During her childhood and young adulthood, Shields rarely applied sunscreen, in hopes of getting a “sun-kissed look,” thinking she would never get cancer because she kept her skin clean and hydrated.
“I mean, the most shocking thing to me about the diagnosis was that it was resulting possibly 40 years later,” she said. “So the damage that I had done then that I thought I was invincible to is affecting me now. I consider myself lucky.”
Now, Shields never skips out on sunscreen and strictly encourages her children to do the same, regardless of whether it’s sunny or what season it is.

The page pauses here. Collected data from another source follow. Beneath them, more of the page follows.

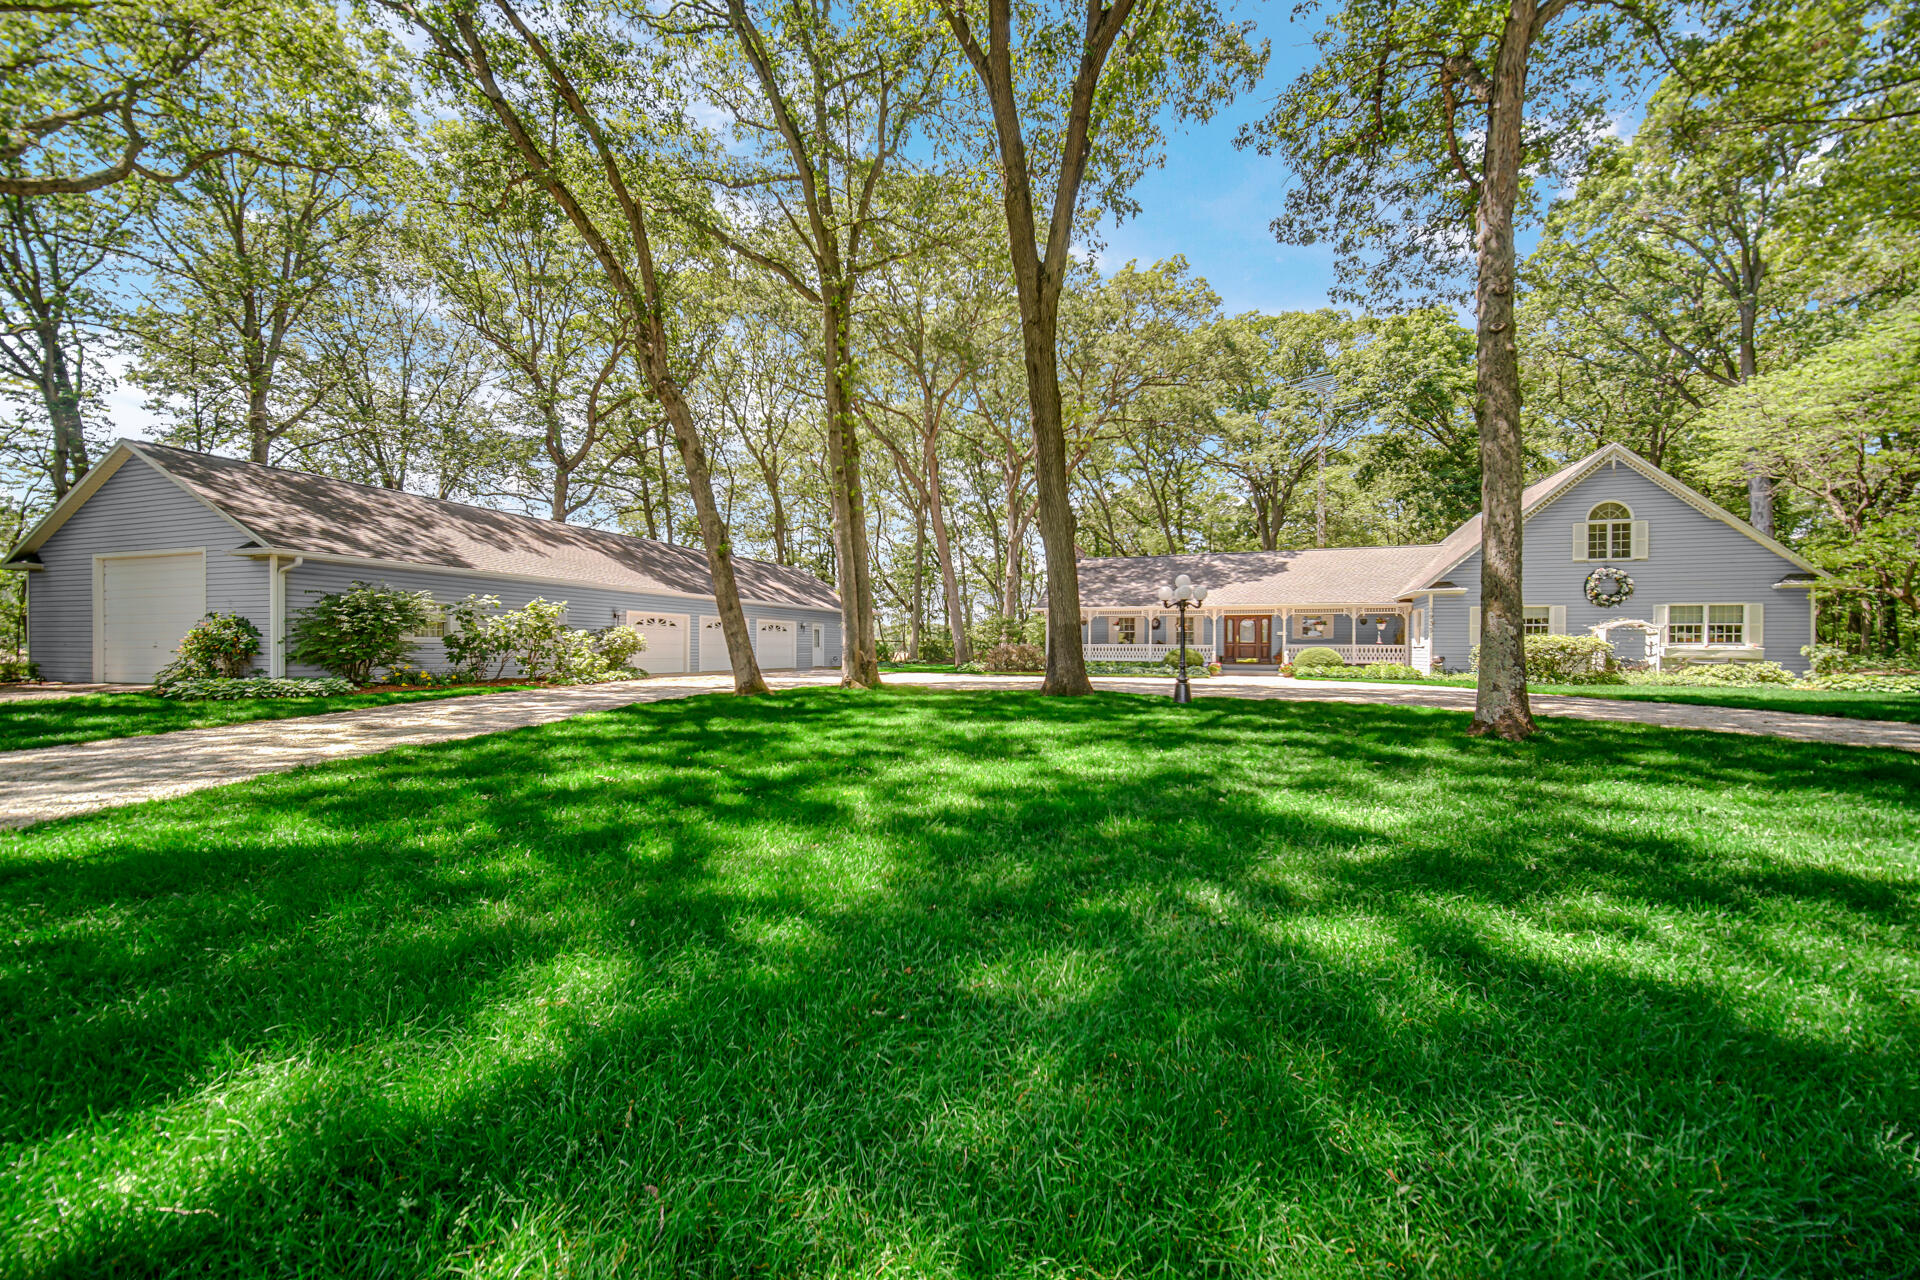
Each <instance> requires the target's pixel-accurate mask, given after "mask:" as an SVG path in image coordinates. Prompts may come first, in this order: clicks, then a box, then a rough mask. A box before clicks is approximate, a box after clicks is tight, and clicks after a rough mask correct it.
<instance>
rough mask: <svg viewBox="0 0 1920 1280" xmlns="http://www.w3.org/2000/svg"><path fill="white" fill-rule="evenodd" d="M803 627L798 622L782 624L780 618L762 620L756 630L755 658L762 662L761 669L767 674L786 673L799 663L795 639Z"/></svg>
mask: <svg viewBox="0 0 1920 1280" xmlns="http://www.w3.org/2000/svg"><path fill="white" fill-rule="evenodd" d="M799 629H801V626H799V624H797V622H781V620H780V618H762V620H760V624H758V628H756V629H755V658H758V660H760V668H762V670H766V672H785V670H791V668H795V666H799V662H797V660H795V656H793V654H795V652H797V649H795V637H797V633H799Z"/></svg>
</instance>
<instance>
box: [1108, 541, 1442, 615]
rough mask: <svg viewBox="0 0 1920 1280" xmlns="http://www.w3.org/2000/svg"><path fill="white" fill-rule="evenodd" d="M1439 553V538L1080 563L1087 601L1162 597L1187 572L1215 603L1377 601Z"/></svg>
mask: <svg viewBox="0 0 1920 1280" xmlns="http://www.w3.org/2000/svg"><path fill="white" fill-rule="evenodd" d="M1432 558H1434V545H1432V543H1423V545H1415V547H1311V549H1306V551H1227V553H1212V551H1210V553H1196V555H1169V557H1102V558H1091V560H1081V562H1079V585H1081V606H1085V608H1123V606H1129V604H1131V606H1139V604H1148V603H1154V601H1158V599H1160V587H1162V583H1165V581H1169V580H1171V578H1173V576H1175V574H1187V576H1188V578H1190V580H1192V581H1194V583H1196V585H1202V587H1206V589H1208V597H1206V603H1208V608H1215V606H1225V608H1238V606H1248V608H1263V606H1277V604H1375V603H1384V601H1392V599H1396V597H1398V595H1402V591H1404V587H1405V583H1407V580H1409V578H1411V576H1413V574H1415V570H1419V568H1421V566H1423V564H1427V562H1430V560H1432Z"/></svg>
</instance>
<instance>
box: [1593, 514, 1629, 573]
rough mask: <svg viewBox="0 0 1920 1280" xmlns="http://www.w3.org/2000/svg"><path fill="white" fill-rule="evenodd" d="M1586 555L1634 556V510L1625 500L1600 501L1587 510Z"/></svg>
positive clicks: (1627, 557)
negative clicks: (1623, 502) (1593, 505)
mask: <svg viewBox="0 0 1920 1280" xmlns="http://www.w3.org/2000/svg"><path fill="white" fill-rule="evenodd" d="M1586 558H1588V560H1630V558H1634V512H1632V509H1628V507H1626V503H1599V505H1596V507H1594V510H1590V512H1586Z"/></svg>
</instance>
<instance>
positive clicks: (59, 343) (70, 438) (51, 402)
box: [36, 322, 92, 499]
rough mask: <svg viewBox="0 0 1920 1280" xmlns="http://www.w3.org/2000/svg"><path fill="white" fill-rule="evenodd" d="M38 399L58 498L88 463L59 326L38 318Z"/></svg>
mask: <svg viewBox="0 0 1920 1280" xmlns="http://www.w3.org/2000/svg"><path fill="white" fill-rule="evenodd" d="M36 328H38V338H40V378H42V384H40V399H42V401H44V405H46V418H48V422H50V424H52V428H54V466H52V468H50V470H52V482H54V499H61V497H65V495H67V491H69V489H73V486H75V484H79V480H81V476H84V474H86V470H88V468H90V466H92V462H88V459H86V422H84V420H83V418H81V393H79V390H75V386H73V372H71V370H69V367H67V351H65V347H61V345H60V326H58V324H54V322H40V324H38V326H36Z"/></svg>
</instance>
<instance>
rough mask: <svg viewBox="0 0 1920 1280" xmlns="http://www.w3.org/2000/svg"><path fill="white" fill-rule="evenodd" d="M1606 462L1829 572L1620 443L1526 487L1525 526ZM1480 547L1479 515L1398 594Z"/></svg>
mask: <svg viewBox="0 0 1920 1280" xmlns="http://www.w3.org/2000/svg"><path fill="white" fill-rule="evenodd" d="M1607 462H1624V464H1626V466H1630V468H1634V470H1636V472H1640V474H1642V476H1645V478H1647V480H1651V482H1653V484H1657V486H1661V487H1663V489H1667V491H1668V493H1672V495H1674V497H1678V499H1680V501H1682V503H1686V505H1688V507H1692V509H1693V510H1697V512H1701V514H1703V516H1709V518H1713V520H1720V522H1722V524H1726V526H1730V528H1734V530H1738V532H1741V533H1745V535H1747V537H1751V539H1753V541H1757V543H1761V545H1763V547H1766V549H1768V551H1772V553H1774V555H1778V557H1780V558H1784V560H1788V562H1789V564H1793V566H1795V568H1799V570H1803V572H1809V574H1816V576H1820V578H1824V576H1826V570H1822V568H1818V566H1816V564H1812V562H1811V560H1805V558H1801V557H1797V555H1793V553H1791V551H1789V549H1788V547H1784V545H1782V543H1778V541H1774V539H1772V537H1768V535H1766V533H1761V532H1759V530H1757V528H1753V526H1751V524H1747V522H1745V520H1741V518H1740V516H1736V514H1734V512H1730V510H1728V509H1724V507H1720V505H1718V503H1715V501H1713V499H1709V497H1707V495H1705V493H1699V491H1697V489H1693V487H1690V486H1686V484H1680V482H1678V480H1674V478H1672V476H1668V474H1667V472H1663V470H1661V468H1659V466H1655V464H1653V462H1649V461H1645V459H1644V457H1640V455H1638V453H1634V451H1632V449H1628V447H1626V445H1619V443H1613V445H1601V447H1599V449H1596V451H1594V453H1588V455H1586V457H1584V459H1580V461H1578V462H1569V464H1567V466H1561V468H1559V470H1557V472H1553V474H1551V476H1548V478H1544V480H1536V482H1534V484H1530V486H1526V489H1524V491H1523V493H1521V524H1523V526H1524V524H1526V520H1530V518H1532V516H1534V514H1536V512H1540V509H1542V507H1546V505H1548V503H1551V501H1553V499H1557V497H1559V495H1563V493H1567V491H1569V489H1572V487H1574V486H1576V484H1580V482H1582V480H1586V478H1588V476H1592V474H1594V472H1596V470H1599V468H1601V466H1605V464H1607ZM1478 549H1480V516H1478V514H1476V516H1473V518H1471V520H1467V522H1465V524H1463V526H1459V528H1457V530H1453V532H1452V533H1448V535H1446V537H1444V539H1440V545H1438V549H1436V551H1434V557H1432V560H1428V562H1427V564H1425V566H1421V570H1419V572H1417V574H1415V576H1413V578H1411V580H1409V581H1407V583H1405V585H1404V587H1402V589H1400V591H1398V593H1396V595H1413V593H1415V591H1425V589H1427V587H1430V585H1434V583H1436V581H1438V580H1440V578H1444V576H1446V574H1450V572H1453V570H1455V568H1457V566H1459V564H1461V560H1465V558H1467V557H1471V555H1473V553H1475V551H1478Z"/></svg>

Anna Labella, 11, was diagnosed with Ewing’s sarcoma in 2019. Her cancer recently returned in March and is not responding to treatment after tumors progressed to her skull.
Labella began making TikTok videos to pass the time in isolation, but online bullies started making fun of her for not having hair, which she lost during chemotherapy.
Her mother, Jessica Labella, decided to plan a surprise for her to brighten her mood. She took Anna for a walk around the hospital, surprising her with the sight of hundreds of people from her hometown of Ilion, New York, who had gathered outside the hospital to see her.
Members of Fight All Monsters, a non-profit organization for families with kids fighting childhood cancer, along with friends, family, community members and even teachers cheered and held up signs with words of encouragement for Labella.
“It was awesome because I haven’t been able to see my friends and my family a lot,” she told YourBasin.
Labella’s family said that all of the love and support has really made a difference for her.
“Thank you so much. We love every single one of you and we appreciate all your support. What the community does for Anna is amazing and it really pushes her to fight,” said Jessica Labella.